Andrew Sandoval-Strausz, associate chair and associate professor of the University of New Mexico’s Department of History, is one of 36 recipients chosen by the National Endowment for the Humanities’ new ‘Public Scholar’ program, an initiative designed to promote the publication of scholarly nonfiction books for a general audience.

The first round of grants totals $1.7 million, of which Sandoval-Strausz will receive $50,400 for his work, “Latino Landscapes: A Transnational History of Urban America since 1950.”

“At a time when immigration tops the nation’s agenda, public understanding of the issue is often based upon misapprehensions about newcomers and their effect on everyday life in the United States,” Sandoval-Strausz said. “I am writing a history of how Latin American migrants settled in U.S. cities and transformed their adopted neighborhoods while also rebuilding their home towns. This will be the first urban history based on this growing interdependence among cities and towns in the Americas.”

Sandoval-Strausz has analyzed the transnational transformation of urban immigrant barrios, beginning with a complete study of Dallas’s Oak Cliff neighborhood and continuing with research in progress on Chicago’s Little Village community. These areas reached their peak population and prosperity around midcentury and then declined as a result of deindustrialization, disinvestment and white racial anxiety.

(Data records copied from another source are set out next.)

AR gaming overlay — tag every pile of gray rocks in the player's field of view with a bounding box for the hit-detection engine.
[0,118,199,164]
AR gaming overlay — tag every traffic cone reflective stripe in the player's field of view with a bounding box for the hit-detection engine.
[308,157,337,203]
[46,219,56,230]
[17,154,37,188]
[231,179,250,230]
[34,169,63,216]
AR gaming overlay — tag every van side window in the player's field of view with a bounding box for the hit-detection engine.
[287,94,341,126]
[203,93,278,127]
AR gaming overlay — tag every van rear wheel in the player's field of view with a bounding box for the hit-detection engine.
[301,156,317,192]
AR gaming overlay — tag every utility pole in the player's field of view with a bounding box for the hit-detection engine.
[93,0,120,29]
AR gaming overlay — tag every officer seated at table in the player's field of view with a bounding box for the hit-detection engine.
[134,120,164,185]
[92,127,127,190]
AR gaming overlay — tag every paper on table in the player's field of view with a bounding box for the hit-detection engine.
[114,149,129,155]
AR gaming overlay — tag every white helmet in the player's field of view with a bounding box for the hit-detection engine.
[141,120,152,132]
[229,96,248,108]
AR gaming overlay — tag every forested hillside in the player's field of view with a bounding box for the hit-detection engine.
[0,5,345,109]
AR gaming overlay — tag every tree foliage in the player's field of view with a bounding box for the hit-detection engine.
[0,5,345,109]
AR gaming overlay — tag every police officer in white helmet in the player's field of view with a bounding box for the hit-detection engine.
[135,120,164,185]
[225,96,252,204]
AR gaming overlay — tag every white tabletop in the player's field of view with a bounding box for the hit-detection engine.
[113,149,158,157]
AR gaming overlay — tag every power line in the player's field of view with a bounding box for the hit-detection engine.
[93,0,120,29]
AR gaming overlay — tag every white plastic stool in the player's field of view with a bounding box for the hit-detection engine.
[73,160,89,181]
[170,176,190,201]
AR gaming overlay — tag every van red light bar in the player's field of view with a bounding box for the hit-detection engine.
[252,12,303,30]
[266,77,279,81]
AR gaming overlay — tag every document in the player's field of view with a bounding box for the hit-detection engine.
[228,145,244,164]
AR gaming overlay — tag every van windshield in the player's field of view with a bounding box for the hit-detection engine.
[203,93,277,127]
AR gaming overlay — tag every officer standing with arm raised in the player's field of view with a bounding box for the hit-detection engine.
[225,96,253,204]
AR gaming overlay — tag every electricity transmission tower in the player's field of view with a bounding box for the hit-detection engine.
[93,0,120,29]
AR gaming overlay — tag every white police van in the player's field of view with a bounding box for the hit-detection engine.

The author explores how, beginning around 1970, U.S.-born, immigrant, and migrant Latinos were able to repopulate and revive these areas while also helping them become multiracial communities. Sandoval-Strausz has depicted this process as a transnational one with two components. First, it has involved the importation and adaptation of Latin American urban behaviors and structures to the United States. Second, it has included the subsequent export of capital, architecture and organizational energy back to communities in Latin America.

In sum, Sandoval-Strausz has shown how migrantes integrated U.S. cities into a pan-American urban system in which faraway municipalities became tightly bound to one another.